Password authentication—Prompts for username and password.

Certificate authentication—No prompt is required.

When the VPN connection is successful, SSC maintains the user-entered information for possible future VPN connection attempts while the user is logged on to the PC. If the VPN connection fails, SSC re-prompts the user for VPN logon information.

SSC deletes the user's VPN information when the user logs off, shuts down the PC, or repairs SSC.

Supported VPN Features

SSC supports these VPN features:

A single set of credentials for VPN access through all networks and VPN connections, which is maintained until the user logs off or the service is restarted (repair or reboot).

Each individual profile has a setting to enable or disable automatic VPN connection and a choice of the VPN connection entry.

An edit networks option is provided to allow the user to change the automatic VPN connection setting.

SSC loads the .dll files for IPSec VPN and Secure Computing SofToken.

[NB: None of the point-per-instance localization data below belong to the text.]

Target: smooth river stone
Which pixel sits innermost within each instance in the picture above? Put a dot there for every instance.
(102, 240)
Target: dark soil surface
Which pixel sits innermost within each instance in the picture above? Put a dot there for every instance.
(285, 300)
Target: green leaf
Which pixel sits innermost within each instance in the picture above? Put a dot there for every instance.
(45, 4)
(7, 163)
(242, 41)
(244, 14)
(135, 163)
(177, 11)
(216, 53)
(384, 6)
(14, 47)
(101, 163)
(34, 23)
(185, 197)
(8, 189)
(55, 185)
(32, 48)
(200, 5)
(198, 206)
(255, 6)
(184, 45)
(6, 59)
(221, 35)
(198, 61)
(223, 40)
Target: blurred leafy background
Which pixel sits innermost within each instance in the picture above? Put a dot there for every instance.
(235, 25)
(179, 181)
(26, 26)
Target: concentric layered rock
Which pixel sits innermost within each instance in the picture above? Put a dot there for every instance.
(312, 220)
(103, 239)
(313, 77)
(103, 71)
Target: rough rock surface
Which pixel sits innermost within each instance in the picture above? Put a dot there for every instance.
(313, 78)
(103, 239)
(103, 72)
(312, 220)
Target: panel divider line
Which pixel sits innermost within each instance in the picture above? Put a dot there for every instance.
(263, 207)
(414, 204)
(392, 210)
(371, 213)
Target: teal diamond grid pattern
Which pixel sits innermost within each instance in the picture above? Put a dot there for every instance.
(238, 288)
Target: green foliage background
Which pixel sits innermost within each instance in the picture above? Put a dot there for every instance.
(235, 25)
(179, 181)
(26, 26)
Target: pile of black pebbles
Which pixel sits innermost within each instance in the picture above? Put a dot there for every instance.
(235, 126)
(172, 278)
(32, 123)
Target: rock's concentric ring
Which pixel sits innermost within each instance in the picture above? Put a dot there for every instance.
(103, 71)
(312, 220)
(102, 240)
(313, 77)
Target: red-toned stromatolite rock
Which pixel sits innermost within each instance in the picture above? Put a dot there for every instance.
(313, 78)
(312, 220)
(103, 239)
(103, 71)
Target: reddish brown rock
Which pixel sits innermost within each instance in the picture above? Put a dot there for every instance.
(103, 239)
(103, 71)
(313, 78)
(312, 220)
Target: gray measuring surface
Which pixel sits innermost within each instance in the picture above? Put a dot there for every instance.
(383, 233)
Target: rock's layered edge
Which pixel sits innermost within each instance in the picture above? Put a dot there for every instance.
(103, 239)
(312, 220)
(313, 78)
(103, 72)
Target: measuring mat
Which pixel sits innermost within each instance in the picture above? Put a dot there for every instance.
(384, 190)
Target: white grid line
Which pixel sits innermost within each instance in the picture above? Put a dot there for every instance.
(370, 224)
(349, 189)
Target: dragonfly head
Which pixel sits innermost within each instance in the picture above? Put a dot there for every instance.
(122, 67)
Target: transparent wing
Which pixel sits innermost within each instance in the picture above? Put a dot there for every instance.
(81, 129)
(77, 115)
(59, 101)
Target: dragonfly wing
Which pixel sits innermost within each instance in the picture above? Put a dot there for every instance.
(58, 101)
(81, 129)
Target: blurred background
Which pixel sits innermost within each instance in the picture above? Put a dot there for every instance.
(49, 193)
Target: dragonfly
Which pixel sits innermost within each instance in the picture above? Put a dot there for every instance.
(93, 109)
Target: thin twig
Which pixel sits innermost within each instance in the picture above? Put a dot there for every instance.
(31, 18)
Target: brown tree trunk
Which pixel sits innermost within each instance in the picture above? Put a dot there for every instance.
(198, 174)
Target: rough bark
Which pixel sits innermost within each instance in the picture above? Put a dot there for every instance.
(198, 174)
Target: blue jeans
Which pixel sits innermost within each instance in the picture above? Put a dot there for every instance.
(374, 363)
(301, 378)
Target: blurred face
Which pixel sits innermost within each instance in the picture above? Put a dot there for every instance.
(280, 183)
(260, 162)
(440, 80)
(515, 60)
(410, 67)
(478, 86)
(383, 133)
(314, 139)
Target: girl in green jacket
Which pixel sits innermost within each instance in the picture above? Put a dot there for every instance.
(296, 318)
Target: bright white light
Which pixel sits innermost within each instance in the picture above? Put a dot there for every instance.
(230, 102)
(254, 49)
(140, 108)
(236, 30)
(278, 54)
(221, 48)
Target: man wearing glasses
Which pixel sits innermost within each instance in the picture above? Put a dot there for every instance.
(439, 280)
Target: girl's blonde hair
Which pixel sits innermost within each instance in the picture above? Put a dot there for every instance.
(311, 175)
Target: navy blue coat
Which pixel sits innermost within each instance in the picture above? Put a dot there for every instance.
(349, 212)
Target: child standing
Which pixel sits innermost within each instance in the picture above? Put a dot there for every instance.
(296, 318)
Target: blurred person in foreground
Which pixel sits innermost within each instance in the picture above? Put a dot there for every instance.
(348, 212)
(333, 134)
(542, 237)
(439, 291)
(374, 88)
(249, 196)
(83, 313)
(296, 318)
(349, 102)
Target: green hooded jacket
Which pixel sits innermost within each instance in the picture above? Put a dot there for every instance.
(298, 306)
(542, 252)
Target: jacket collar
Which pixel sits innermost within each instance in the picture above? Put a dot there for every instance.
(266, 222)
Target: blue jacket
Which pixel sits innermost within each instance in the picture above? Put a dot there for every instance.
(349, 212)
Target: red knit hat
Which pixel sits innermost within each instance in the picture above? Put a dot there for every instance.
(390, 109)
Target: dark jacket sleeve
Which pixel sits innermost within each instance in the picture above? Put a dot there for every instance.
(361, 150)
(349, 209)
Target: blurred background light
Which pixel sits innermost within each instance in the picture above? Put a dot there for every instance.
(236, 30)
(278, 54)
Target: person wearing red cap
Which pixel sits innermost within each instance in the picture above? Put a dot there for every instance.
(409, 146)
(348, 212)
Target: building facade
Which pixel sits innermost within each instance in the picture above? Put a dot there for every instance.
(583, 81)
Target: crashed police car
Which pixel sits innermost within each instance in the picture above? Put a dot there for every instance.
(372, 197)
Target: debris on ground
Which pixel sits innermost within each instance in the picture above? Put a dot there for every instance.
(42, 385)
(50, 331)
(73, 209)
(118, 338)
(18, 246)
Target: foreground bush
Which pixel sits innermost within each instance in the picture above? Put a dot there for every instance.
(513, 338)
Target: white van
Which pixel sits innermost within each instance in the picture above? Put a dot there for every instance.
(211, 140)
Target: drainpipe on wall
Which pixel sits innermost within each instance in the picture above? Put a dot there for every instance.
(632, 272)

If the .dll files cannot be loaded the VPN feature is disabled.

SSC provides a new icon to indicate the VPN connection status.

Right clicking the tray icon provides options to Connect VPN or Disconnect VPN.

Prompt for soft token credentials.

Unsupported VPN Features

SSC does not support these VPN features:

Use of static credentials in the schema as soft token credentials.

Use of single sign-on credentials in the schema as soft token credentials.

Use of hardware tokens.

Changing the password for the soft tokens from Secure Computing SofToken II.